Gia Coppola convierte a The Last Showgirl en una exploración melancólica sobre el triunfo, el dolor y la redención. Pero, además, brinda a Pamela Anderson, la oportunidad de mostrar una dimensión por completo nueva acerca de su talento y sensibilidad histriónica. La combinación convierte a la cinta en una mirada sincera y emotiva sobre los recuerdos y la búsqueda del propósito. Y quizás, en vehículo para la primera nominación al Oscar de su actriz principal.
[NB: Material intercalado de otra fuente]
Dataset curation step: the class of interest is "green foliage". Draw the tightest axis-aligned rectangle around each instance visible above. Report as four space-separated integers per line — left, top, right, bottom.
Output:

En su propio mundo y en sus límites, la bailarina e intérprete Shelly (Pamela Anderson) es un símbolo en Las Vegas. En especial, de la forma en que se comprende el espectáculo y el entretenimiento en una ciudad de excesos en la que todo está permitido. Mucho más, cuando la trama sigue al personaje en lo que parece el crepúsculo de su vida artística y personal. Pero la directora Gia Coppola convierte al guion de Kate Gersten, en algo más que una exploración acerca de la fama y el reconocimiento tardío. O incluso, una reflexión sobre la madurez femenina y la pérdida.
Antes que eso, The Last Showgirl es una interesante perspectiva acerca de la forma en que el talento puede expresarse, más allá de lo convencional. De modo que el argumento cuenta la historia de Shelly, pero también de las mujeres que, en diversos espectáculos, cimentaron el mito de Nevada como una fabulosa visión de la decadencia. Coppola muestra a Las Vegas en todo su esplendor artificial. De las calles repletas de visitantes, a los teatros en que el espectáculo de bailarinas se convierte en una versión barata del Hollywood dorado. Lo cierto es que la directora explora la idea sobre el tiempo que transcurre, a través de la transformación de la ciudad. Mucho más, de la forma en cómo las últimas décadas, se ha hecho más inofensiva y por tanto, más rígida, con respecto al desenfreno por el que se hizo famosa.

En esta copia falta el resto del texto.